There has been a turnaround in investors’ mind-sets, from a negativity surrounding tapering - causing markets to oversell - to the view that tapering may have less of a chance, and that if it does happen in September, it will be gradual. The market was spooked by different factors which have cooled, helped by consistently positive numbers coming out of China.
This suggests the economic slowdown will not be a hard landing, and that things are stabilising, with Japan’s upward GDP revision, the confidence that Abenomics is working and a retreat in crude oil prices.
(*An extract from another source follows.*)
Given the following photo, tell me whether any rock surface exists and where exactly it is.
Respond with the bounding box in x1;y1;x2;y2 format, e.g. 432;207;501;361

Investors chasing yields found the valuation of emerging market equities too attractive to resist after the sell-off in August. The MSCI Emerging Markets show the price earnings ratio as 11.4 slightly below its five-year average of 12.5.
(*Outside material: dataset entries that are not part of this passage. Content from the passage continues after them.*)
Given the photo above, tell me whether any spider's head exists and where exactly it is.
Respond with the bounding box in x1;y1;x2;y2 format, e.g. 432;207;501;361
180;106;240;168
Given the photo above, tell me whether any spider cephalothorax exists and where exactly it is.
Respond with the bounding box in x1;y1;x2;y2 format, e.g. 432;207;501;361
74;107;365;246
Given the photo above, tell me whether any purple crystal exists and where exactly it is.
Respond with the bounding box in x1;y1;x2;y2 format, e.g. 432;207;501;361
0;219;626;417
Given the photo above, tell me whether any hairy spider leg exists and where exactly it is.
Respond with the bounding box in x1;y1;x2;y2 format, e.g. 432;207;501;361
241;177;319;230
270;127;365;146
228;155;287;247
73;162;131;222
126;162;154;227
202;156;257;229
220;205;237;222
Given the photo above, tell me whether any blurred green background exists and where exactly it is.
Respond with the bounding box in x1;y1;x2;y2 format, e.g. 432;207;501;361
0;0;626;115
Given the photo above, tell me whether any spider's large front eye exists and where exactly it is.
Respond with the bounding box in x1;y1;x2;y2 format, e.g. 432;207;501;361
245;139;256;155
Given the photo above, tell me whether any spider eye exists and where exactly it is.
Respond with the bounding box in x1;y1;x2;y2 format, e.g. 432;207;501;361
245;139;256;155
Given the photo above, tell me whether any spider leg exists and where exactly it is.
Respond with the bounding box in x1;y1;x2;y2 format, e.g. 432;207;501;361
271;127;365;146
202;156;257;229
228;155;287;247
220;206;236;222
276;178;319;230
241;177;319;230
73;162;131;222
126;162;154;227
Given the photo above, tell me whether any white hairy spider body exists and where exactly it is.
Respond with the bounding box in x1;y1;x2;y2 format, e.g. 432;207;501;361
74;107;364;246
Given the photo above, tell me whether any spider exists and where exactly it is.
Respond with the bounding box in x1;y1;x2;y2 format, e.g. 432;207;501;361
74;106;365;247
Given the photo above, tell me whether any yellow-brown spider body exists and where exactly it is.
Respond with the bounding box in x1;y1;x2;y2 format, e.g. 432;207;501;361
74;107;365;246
Enthusiasm for Asian markets is also evident in currencies, with the Indian Rupee leading gains in the past week, with a 5.3% rebound to 63.8 to the US dollar. This is followed by the Indonesian Rupiah, up 1.7%, and the Philippine Peso, with gains of 1.3%. The currency appreciation in these countries might recover further if US-dollar weakness persists with the sell-off that has made headlines limited for now.
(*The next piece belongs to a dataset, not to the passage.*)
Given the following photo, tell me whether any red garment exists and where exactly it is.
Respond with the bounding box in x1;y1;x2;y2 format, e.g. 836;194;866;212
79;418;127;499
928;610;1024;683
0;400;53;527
We are cautiously optimistic, and we view this run up in emerging-market equities as the bounce coming off from a low base. The first couple of positive numbers coming out of China were met with disbelief by the market. Yesterday’s numbers were met with enthusiasm, perforating into other equity bourses. This is purely based on the market catching up with the notion that the situation in China will not crimp global growth.
In the bigger picture, although the focus is on China reaching 7.5% growth this year, next year’s growth target is most likely slower, at 7%, as indicated by Chinese officials. The US JOLTS yesterday indicated job openings fell in July.
After the disappointing NFP data last week, it is clear the labour market in the US will be on an uneven path.